Jackie Brosseuk (right)

Local charities collect truck load of goods for Slave Lake

A truck load of clothes, bags, toiletries and other goods will be on its way to Slave Lake, Alberta, Sunday following a collection drive by two local charities this week

A truck load of clothes, bags, toiletries and other goods will be on its way to Slave Lake, Alberta, Sunday following a  collection drive by two local charities this week.

Partners for Others and Joy for Tomorrow, who have collaborated in the past on collecting donations for Africa, united again to help out people who lost everything as a result of the devastating fires that swept over the northern Alberta town last week. It is estimated that around 40 per cent of the town of 7,000 was destroyed by the fires.

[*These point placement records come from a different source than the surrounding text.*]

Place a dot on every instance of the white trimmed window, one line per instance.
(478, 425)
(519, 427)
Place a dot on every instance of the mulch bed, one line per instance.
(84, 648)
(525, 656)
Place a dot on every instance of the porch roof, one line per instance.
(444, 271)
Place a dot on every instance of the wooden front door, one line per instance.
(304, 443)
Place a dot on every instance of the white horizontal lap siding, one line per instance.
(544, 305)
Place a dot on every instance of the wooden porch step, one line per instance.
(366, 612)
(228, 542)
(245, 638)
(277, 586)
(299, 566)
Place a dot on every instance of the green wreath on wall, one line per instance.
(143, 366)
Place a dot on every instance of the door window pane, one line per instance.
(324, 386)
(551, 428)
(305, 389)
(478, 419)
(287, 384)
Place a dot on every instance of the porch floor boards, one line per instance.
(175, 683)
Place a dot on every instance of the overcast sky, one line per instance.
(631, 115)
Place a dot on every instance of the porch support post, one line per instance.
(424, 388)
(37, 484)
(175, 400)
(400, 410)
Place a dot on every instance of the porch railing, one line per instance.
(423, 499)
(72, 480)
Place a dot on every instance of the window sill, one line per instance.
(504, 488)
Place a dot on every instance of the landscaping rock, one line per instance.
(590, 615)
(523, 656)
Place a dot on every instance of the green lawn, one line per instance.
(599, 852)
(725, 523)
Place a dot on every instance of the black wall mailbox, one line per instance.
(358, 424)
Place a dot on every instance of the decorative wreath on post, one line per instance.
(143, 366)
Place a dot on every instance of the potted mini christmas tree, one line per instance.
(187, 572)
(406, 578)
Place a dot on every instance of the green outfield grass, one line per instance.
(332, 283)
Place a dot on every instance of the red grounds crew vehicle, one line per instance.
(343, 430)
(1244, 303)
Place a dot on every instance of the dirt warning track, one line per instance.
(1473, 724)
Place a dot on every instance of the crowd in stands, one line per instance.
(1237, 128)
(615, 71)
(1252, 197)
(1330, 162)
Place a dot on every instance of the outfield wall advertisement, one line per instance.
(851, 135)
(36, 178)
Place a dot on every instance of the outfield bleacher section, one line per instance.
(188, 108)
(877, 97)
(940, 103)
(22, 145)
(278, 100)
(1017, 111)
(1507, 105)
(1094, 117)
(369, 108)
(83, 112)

The effort was launched by Krista Carnegie, who runs Joy for Tomorrow. She immediately sprung into action upon hearing about the fires and set up a Facebook group and started the collection drive. She enlisted the help of Jackie and Ray Brosseuk, who run Partners for Others, which collects clothing and other goods to send to Africa.

“It’s the concept of people doing small things creates a big difference,” she said when asked what motivated her.

On Saturday, a team of about a dozen volunteers were on hand to sort out the bags and bags of goods that were donated, along with numerous items from the thrift store. They were at the Brosseuk’s warehouse in the Big Eddy, which was still without a roof following its collapse this winter.

Carnegie said about 25 garbage bags of kids clothes, 10 garbage bags of adult clothes, seven boxes of toiletries, lots of shoes, bags and more were brought in by a variety of people and businesses.

Pharmasave donated several boxes of toiletries, Selkirk Dental donated toothbrushes and toothpaste, Society Snow & Skate donated t-shirts and bags and PT Farm Market. also donated leftover bags, Carnegie said.

She is planning to drive to Westlock, Alberta on Sunday, where the relief effort was being coordinated.

Carnegie’s efforts garnered her widespread attention. She was interview by the CBC and Vancouver Province. She said she was getting contacted by people from across the country asking her where they could leave donations.

Carnegie said that she and the Brosseuk’s plan on setting aside a load of goods over the summer to be used in case of any future emergency relief efforts.